More practically: enterprise clients are already pricing regulatory risk into procurement. If a law firm's bespoke AI tool is used in client-facing work, the client may ask for evidence of compliance infrastructure before any regulator does. The commercial clock runs ahead of the regulatory clock.
What to do about it
The answer is not to stop building. The vibe-coding trend represents a genuine and valuable shift in how domain experts create tools. Lawyers building their own AI applications is a net positive for the quality and specificity of legal technology.
But the build-fast culture needs a compliance layer, and for most organisations that layer does not yet exist. The practical steps are:
- Audit what you have built. Catalogue every AI-powered tool in use, whether it was built by the innovation team, a partner's weekend project, or a vendor integration that was customised beyond its original scope. Many organisations do not have a complete inventory.

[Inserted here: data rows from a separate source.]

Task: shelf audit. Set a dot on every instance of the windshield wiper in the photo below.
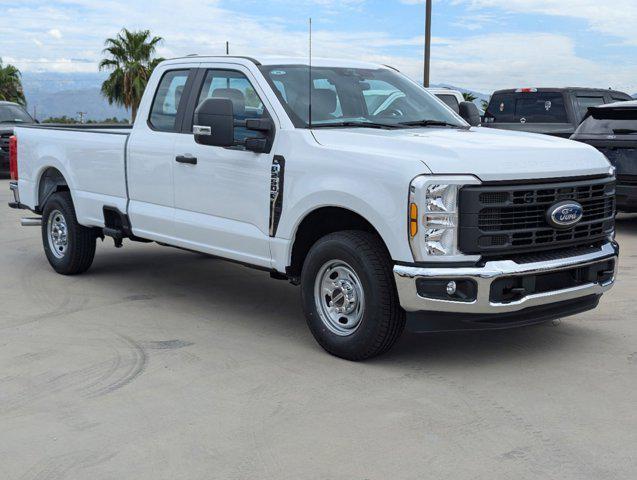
(430, 123)
(357, 125)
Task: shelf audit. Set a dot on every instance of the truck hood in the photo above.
(489, 154)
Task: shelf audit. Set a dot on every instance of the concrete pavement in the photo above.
(163, 364)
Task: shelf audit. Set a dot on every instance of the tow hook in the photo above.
(31, 222)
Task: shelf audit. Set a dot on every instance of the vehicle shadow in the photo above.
(222, 291)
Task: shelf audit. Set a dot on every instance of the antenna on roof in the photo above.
(310, 80)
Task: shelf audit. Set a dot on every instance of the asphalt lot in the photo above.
(163, 364)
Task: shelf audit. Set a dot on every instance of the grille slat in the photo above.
(495, 220)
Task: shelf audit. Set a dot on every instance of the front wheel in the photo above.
(69, 246)
(349, 296)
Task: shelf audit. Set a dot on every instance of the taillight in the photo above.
(13, 157)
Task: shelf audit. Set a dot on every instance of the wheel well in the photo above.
(51, 181)
(316, 225)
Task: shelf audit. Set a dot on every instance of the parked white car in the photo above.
(380, 208)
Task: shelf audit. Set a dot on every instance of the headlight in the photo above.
(433, 216)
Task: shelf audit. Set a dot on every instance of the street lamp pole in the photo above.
(427, 73)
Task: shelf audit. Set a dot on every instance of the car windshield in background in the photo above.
(537, 107)
(609, 121)
(350, 97)
(14, 114)
(450, 100)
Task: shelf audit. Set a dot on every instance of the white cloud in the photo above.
(617, 18)
(489, 62)
(55, 33)
(481, 62)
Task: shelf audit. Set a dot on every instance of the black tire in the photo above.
(79, 252)
(383, 320)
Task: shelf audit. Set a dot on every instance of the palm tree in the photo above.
(131, 57)
(11, 85)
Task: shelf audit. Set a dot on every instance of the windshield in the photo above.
(609, 121)
(355, 97)
(14, 114)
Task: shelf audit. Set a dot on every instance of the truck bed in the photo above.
(93, 158)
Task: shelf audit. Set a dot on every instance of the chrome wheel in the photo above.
(339, 297)
(57, 233)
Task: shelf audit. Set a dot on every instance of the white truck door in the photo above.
(151, 154)
(222, 194)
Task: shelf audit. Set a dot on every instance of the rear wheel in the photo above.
(349, 295)
(69, 246)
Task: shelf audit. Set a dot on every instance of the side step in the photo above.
(116, 234)
(31, 222)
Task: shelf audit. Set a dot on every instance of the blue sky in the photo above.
(478, 44)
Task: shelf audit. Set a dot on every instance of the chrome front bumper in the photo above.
(407, 276)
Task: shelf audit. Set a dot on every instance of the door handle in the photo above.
(185, 159)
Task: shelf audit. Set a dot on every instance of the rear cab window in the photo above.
(584, 102)
(168, 99)
(235, 86)
(535, 107)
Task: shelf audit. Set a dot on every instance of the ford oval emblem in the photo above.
(565, 214)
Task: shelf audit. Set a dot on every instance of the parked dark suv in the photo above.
(11, 114)
(552, 111)
(612, 129)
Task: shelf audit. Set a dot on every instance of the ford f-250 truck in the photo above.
(380, 208)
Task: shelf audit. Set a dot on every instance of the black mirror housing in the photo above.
(469, 111)
(259, 124)
(214, 123)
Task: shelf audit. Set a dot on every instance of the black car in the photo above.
(551, 111)
(11, 114)
(612, 129)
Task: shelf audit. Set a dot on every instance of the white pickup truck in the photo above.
(383, 204)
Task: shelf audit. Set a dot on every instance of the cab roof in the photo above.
(276, 60)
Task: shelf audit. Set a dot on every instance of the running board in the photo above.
(31, 222)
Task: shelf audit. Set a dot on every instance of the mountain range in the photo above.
(52, 94)
(65, 94)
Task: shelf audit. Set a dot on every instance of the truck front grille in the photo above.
(499, 219)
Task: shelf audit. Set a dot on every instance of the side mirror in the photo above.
(214, 123)
(469, 111)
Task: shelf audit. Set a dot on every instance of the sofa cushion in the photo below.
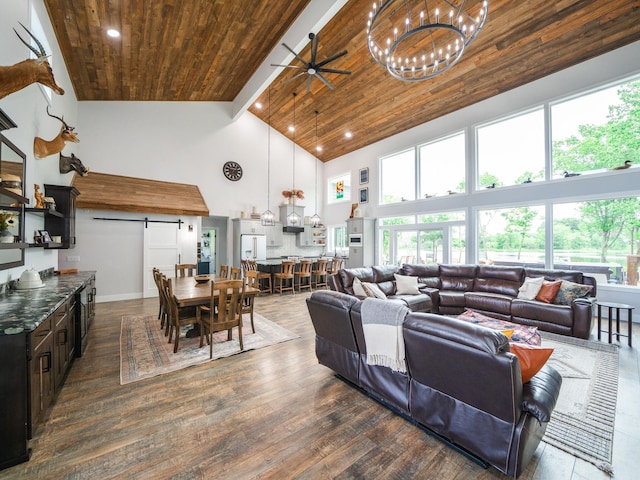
(532, 358)
(569, 291)
(347, 275)
(406, 285)
(530, 288)
(548, 291)
(488, 302)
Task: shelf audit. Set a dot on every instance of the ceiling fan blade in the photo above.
(314, 47)
(324, 80)
(289, 66)
(294, 77)
(332, 70)
(296, 55)
(331, 58)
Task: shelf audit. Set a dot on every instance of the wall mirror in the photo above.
(12, 200)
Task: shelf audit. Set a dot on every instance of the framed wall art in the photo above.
(364, 175)
(364, 195)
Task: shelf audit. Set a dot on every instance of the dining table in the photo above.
(188, 292)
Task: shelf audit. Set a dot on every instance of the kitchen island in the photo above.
(41, 331)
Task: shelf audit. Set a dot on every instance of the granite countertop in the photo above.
(25, 310)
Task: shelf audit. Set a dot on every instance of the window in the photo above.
(339, 189)
(511, 151)
(398, 177)
(596, 132)
(442, 166)
(600, 238)
(512, 236)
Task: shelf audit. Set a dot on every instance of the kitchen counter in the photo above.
(25, 310)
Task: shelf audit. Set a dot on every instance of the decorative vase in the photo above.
(6, 236)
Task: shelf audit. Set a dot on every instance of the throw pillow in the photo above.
(569, 291)
(548, 291)
(530, 288)
(531, 358)
(373, 290)
(406, 285)
(358, 291)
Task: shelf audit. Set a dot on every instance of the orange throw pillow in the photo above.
(548, 291)
(532, 358)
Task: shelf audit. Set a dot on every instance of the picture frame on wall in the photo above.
(364, 195)
(364, 175)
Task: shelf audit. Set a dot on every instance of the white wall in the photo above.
(27, 109)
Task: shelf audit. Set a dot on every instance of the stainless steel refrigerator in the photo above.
(253, 247)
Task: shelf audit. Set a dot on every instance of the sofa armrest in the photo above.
(540, 394)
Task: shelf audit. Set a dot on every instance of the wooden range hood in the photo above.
(101, 191)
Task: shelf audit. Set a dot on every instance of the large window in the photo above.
(339, 189)
(511, 151)
(442, 166)
(398, 177)
(598, 237)
(596, 132)
(512, 236)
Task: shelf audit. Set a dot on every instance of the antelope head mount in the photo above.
(22, 74)
(67, 164)
(43, 148)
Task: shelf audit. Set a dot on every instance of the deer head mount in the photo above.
(23, 74)
(67, 164)
(43, 148)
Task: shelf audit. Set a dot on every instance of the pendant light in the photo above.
(293, 219)
(268, 218)
(315, 219)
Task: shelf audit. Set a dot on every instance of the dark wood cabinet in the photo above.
(65, 226)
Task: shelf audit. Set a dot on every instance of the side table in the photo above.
(617, 307)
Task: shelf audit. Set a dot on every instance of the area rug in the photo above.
(583, 420)
(145, 351)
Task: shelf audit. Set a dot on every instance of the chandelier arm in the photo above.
(331, 58)
(324, 80)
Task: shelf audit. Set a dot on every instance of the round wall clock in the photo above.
(233, 171)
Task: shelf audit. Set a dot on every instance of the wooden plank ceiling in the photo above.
(206, 50)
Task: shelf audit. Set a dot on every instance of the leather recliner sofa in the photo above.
(488, 289)
(462, 383)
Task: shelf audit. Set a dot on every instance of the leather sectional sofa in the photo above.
(487, 289)
(462, 383)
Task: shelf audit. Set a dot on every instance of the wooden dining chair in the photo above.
(319, 273)
(303, 275)
(284, 279)
(251, 279)
(223, 313)
(224, 271)
(264, 278)
(178, 317)
(186, 269)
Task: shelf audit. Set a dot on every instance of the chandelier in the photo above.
(419, 39)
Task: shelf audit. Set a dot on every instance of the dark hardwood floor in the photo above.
(272, 413)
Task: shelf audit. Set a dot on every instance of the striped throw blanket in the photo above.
(382, 326)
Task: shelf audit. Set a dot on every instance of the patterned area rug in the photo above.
(145, 351)
(583, 420)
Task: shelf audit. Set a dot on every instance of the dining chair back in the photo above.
(224, 312)
(284, 280)
(319, 273)
(186, 269)
(178, 317)
(303, 275)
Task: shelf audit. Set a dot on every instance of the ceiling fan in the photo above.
(311, 68)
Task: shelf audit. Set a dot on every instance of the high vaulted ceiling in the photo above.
(221, 50)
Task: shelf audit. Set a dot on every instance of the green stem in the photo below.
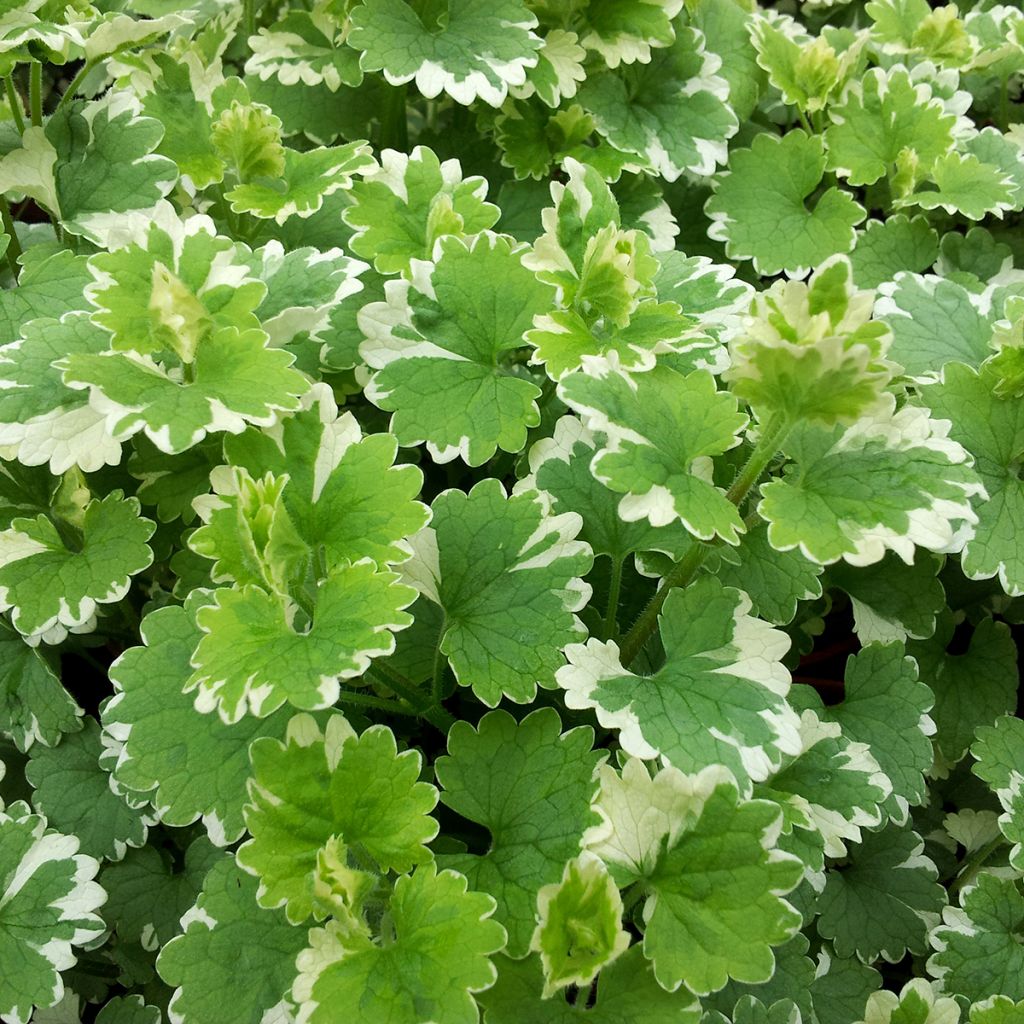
(773, 434)
(974, 863)
(93, 663)
(14, 246)
(682, 573)
(611, 609)
(15, 103)
(379, 704)
(73, 86)
(1005, 104)
(36, 92)
(249, 17)
(437, 677)
(130, 615)
(394, 121)
(407, 689)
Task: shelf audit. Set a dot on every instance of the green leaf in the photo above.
(560, 467)
(52, 589)
(468, 51)
(627, 33)
(971, 688)
(188, 765)
(978, 944)
(249, 633)
(34, 706)
(655, 425)
(686, 712)
(709, 292)
(886, 707)
(146, 897)
(1001, 152)
(841, 987)
(304, 286)
(453, 330)
(247, 138)
(307, 179)
(128, 1010)
(304, 47)
(775, 581)
(507, 574)
(672, 113)
(235, 963)
(530, 786)
(344, 492)
(892, 600)
(50, 284)
(74, 792)
(601, 270)
(713, 878)
(883, 900)
(964, 184)
(833, 787)
(565, 342)
(915, 1001)
(892, 481)
(762, 199)
(49, 902)
(997, 1010)
(811, 351)
(999, 754)
(792, 980)
(580, 929)
(934, 322)
(41, 419)
(558, 71)
(107, 169)
(317, 787)
(174, 102)
(626, 993)
(992, 431)
(237, 380)
(171, 287)
(886, 247)
(168, 483)
(881, 115)
(436, 957)
(29, 170)
(400, 210)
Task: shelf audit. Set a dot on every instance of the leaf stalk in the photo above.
(681, 574)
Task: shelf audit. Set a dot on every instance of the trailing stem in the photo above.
(15, 103)
(614, 588)
(394, 121)
(36, 92)
(682, 573)
(13, 246)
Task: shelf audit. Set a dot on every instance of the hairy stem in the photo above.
(973, 864)
(437, 676)
(611, 609)
(13, 247)
(772, 435)
(36, 92)
(15, 103)
(379, 704)
(394, 121)
(75, 83)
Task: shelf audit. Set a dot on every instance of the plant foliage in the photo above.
(511, 512)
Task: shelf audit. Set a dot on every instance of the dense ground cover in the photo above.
(511, 511)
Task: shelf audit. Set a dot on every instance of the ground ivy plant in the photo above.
(511, 511)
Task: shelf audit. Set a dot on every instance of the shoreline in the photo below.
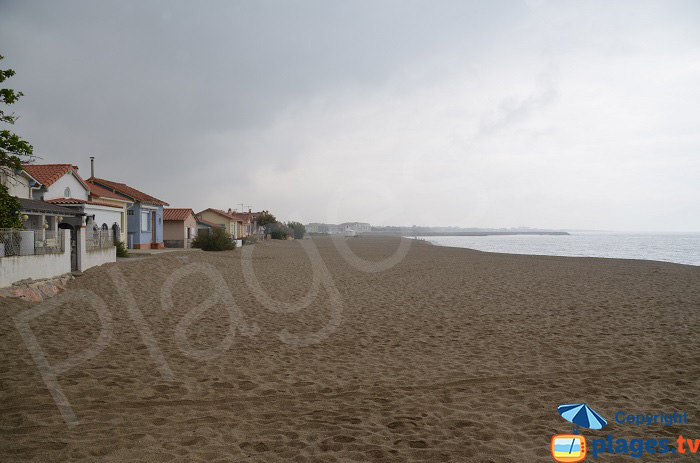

- Classify each system. Determine whether it falls within the Act's scope, what role you occupy (provider or deployer), and whether it maps to an Annex III high-risk category. This analysis is fact-specific and requires examining the system's architecture, intended purpose, and deployment context.
- Prioritise the high-risk systems. For systems classified as high-risk, assess the gap between current state and Chapter III requirements. The largest gaps are typically in logging (Article 12), technical documentation (Article 11/Annex IV), and risk management (Article 9).
- Retrofit compliance infrastructure. This is engineering work: structured audit logging, documentation-as-code pipelines, deployment gates tied to risk thresholds, human oversight interfaces. It cannot be done at the governance layer alone.
- Establish a build-compliance cadence. For new tools, integrate classification and compliance assessment into the build process. The goal is not to slow down building; it is to ensure that compliance infrastructure ships alongside the tool, not months after it reaches production.
The window is closing
The legal tech industry is living through a transition that the AI Act's drafters did not anticipate. The Act was written with a mental model of intentional AI product companies: a firm decides to build a system, classifies it, documents it, and places it on the market through a deliberate process.
The reality in 2026 is that AI systems are being built in weekends, forked from GitHub, customised over lunch, and deployed before anyone has asked whether they are in scope. The vibe-coding movement has made this easier, faster, and more widespread than ever. That is genuinely exciting, and it is genuinely risky.
The organisations that thrive will be the ones that build fast and build compliantly. The two are not in tension; they require different skills, and the compliance skill set is the one most build-fast teams are missing.